While political pundits may ridiculously describe both events as Obama plots (World Cup Plot, Immigration Plot), the real connection is that they illustrate how little most Americans understand and appreciate the world and the other cultures that inhabit it. This is so very ironic for the United States of America with the Statue of Liberty as one of its national symbol, one which not only welcomes immigration, but basically invites it.
It has been considered amazing that the 2014 World Cup has been so popular within the United States because in the past is has been seen as an event which didn’t really concern most Americans. We participated as a nation but it seemed more obligatory than anything else. Soccer or futbol to the rest of the world, was seen as a sport of other countries; we Americans have football.

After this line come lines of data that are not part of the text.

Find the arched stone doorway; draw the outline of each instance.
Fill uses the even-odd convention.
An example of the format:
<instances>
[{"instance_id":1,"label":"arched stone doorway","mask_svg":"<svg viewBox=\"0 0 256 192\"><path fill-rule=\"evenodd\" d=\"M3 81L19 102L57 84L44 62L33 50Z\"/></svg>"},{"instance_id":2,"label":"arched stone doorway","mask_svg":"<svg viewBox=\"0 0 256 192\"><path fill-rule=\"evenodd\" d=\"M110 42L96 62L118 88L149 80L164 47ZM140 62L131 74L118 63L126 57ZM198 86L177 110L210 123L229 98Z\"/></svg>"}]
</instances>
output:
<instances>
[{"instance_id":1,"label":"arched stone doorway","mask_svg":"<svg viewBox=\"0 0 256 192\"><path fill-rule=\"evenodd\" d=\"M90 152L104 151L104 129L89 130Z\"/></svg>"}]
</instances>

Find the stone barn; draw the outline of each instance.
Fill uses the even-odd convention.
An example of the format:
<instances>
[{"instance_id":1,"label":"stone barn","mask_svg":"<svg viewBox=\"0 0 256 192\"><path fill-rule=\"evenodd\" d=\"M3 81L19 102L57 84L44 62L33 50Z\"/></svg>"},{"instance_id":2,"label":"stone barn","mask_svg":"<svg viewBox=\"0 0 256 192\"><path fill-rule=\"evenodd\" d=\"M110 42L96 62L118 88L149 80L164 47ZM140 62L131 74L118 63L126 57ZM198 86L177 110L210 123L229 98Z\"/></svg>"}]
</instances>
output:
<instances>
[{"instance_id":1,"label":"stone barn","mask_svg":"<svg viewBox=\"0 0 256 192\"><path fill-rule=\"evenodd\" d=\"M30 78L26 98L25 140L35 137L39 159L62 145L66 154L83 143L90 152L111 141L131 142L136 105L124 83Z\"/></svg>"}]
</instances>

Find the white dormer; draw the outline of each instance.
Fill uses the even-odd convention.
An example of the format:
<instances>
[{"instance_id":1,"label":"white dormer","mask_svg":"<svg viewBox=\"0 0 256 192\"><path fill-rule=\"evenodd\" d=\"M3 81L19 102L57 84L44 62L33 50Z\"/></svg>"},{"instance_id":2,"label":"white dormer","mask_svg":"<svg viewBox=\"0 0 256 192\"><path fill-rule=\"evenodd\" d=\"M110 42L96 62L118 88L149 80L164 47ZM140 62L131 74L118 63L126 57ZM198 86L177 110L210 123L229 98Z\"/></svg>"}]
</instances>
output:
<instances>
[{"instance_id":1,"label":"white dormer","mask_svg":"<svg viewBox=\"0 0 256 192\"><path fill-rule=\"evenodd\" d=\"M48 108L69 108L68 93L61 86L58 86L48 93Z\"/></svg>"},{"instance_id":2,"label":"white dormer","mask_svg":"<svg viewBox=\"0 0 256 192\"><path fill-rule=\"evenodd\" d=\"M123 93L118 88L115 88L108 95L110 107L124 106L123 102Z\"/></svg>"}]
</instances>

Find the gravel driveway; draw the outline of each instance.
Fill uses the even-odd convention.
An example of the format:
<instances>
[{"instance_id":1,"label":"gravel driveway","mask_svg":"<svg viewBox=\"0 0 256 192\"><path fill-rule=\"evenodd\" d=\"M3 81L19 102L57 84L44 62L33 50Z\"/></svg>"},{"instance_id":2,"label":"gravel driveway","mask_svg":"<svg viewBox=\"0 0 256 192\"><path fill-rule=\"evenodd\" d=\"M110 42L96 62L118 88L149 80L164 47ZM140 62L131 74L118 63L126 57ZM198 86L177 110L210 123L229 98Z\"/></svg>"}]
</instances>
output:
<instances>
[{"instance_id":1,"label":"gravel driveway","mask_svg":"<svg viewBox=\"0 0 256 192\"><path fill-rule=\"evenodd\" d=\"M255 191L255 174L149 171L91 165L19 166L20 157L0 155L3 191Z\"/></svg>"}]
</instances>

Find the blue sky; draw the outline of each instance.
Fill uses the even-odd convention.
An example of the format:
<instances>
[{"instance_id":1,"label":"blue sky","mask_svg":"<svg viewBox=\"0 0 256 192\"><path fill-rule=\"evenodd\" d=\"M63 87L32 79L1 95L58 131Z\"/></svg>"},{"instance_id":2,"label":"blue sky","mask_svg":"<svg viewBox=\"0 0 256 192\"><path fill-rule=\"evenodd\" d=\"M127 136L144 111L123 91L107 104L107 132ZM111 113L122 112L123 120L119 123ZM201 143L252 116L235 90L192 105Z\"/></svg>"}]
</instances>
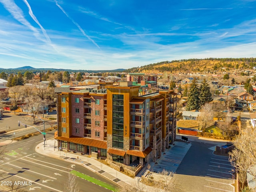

So why the sudden interest in a foreign sport, especially when we as a country seem so resistant to foreigners in general?
The truth is that over the years soccer has been slowly making cultural in-roads, with the help of celebrities like David Beckham, who have transformed soccer from something, that in America, little kids play until they pick a real American sport, to a sport we Americans are now curious on a professional level. The result of this slow change, from unfamiliar (foreign) to familiar and curious is that this year, the World Cup was on almost every screen, in nearly ever American’s mind and heart, uniting us with the rest of the world. Now if we could only leverage that unity when it comes to immigration…
Americans may still admire Lady Liberty as a national symbol but as the immigration crisis illustrates, many do not share the sentiments it represents. So what has changed? In my opinion it is education pure and simple. In America, there is a general discomfort with anything “foreign” but few really understand how “foreign” America already is. They reject cultures as foreign that are already integrated deeply in our country for generations. We forget that all Americans, except for Native Americans, are immigrants themselves. Lastly we are misinformed about the certainty of a negative impact fromimmigration on our country and our economy.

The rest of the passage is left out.